Posts by Moderator9

21) Message boards : Feedback : User of the day not changed since new BOINC release (Message 1576)
Posted 11 May 2006 by Moderator9
Post:
...I'm pretty sure I got the tone right.
But that's inconsequential.
This last answer is the one that should have come first.
...

You have nothing to apologize for. It was my fault. I was in a hurry and gave a shorter answer than I would normally. A new version of the Rosetta application had just been released when I found your message and I was hurrying to get a lot of things done, but did not want you to think you were being ignored..
22) Message boards : Feedback : User of the day not changed since new BOINC release (Message 1573)
Posted 11 May 2006 by Moderator9
Post:
...Nice. I must confess I was not expecting this tired old answer. Or attitude!

Soooo.... We volunteers are supposed to crunch and shut-up... This is rather a strong departure from the tone of the Rosetta Newsletter "Thank you for your past participation, and we hope you can provide additional support to Rosetta@home in the future."

Whith this kind of attitude, my reaction is to tell you that both Rosetta and Ralph can kiss my support good bye. There are plenty of projects out there that do show appreciation for the support.


Philippe


It is clear that you have misunderstood the content or tone of my post. May I direct your attention to this thread and this page of RALPH information.

RALPH is NOT a production environment. As such many things that are considered aesthetics are not priority issues for repair or change. The User of the day function is just such an item.

When you are attached to RALPH here will not be a steady stream of work. There will be times that your system may crash. You will not always get credits for any processing that is done. Team scores may be inaccurate, statistics feeds may not work or may be turned off at any time, the entire data base credits and all may be purged from time to time. The application and the work units run on RALPH may impact other projects you may be running.
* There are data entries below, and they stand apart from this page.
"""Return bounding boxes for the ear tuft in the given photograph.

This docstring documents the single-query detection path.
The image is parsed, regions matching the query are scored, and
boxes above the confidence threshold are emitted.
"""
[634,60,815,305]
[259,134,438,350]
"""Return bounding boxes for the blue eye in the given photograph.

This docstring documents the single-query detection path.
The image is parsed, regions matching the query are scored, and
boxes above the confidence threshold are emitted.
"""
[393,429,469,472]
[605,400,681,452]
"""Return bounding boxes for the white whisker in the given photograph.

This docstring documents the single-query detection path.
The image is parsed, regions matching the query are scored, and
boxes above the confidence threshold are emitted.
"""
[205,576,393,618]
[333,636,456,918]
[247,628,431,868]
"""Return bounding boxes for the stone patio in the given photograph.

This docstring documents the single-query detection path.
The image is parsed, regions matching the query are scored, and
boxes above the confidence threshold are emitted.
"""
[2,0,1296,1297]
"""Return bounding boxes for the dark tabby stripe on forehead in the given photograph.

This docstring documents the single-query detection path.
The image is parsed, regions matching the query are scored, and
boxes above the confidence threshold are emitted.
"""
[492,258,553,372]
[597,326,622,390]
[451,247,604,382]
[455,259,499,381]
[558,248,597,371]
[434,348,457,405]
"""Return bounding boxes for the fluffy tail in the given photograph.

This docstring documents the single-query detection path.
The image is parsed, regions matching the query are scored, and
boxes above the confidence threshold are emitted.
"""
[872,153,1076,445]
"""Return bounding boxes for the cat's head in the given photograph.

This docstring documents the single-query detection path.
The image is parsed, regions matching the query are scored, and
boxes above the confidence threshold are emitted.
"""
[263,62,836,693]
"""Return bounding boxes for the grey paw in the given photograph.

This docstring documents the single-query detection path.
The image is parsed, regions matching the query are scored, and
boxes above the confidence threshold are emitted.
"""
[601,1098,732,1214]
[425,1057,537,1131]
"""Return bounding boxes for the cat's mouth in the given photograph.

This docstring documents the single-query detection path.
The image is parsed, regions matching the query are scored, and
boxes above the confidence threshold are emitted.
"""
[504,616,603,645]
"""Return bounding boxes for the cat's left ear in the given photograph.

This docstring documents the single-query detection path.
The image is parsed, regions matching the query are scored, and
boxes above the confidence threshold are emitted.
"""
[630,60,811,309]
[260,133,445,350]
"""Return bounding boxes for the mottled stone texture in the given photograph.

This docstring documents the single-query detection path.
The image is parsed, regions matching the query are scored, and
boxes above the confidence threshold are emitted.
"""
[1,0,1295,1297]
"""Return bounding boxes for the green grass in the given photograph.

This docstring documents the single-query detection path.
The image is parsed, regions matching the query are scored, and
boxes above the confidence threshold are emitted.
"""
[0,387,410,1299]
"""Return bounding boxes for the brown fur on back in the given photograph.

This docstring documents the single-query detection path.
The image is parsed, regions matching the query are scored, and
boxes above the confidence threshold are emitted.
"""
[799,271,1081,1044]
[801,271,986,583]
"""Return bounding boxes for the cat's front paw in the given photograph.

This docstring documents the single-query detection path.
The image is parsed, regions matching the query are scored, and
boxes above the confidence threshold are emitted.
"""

None of these things should (or do) occur on Rosetta, as Rosetta is a production environment. Had the User of the day function been damaged on Rosetta, it would be fixed immediately, because that is where the project focuses its support for such functions. I am sorry if this offends you but ALPHA testing is not for everyone.

The User of the day problem has been reported to the project administrators (more than once). I am sorry if providing you with an honest answer to your question does not satisfy your needs, but I will not provide any user with false hope for a change, only to have to explain later why nothing happened to fix their problem.
23) Message boards : Feedback : User of the day not changed since new BOINC release (Message 1566)
Posted 10 May 2006 by Moderator9
Post:
We will also notice how long it takes to get fixed.
It's been a week already.


Actually it has already been a month. But it is not likely to get fixed any time soon as it has nothing to do with the purpose of the RALPH ALPHA testing. The focus here is on testing new Work Unit types, applications versions, and approaches to the science. None of the competitive aspects of the BOINC world are important for RALPH and no energy is spent in addressing problems in those areas.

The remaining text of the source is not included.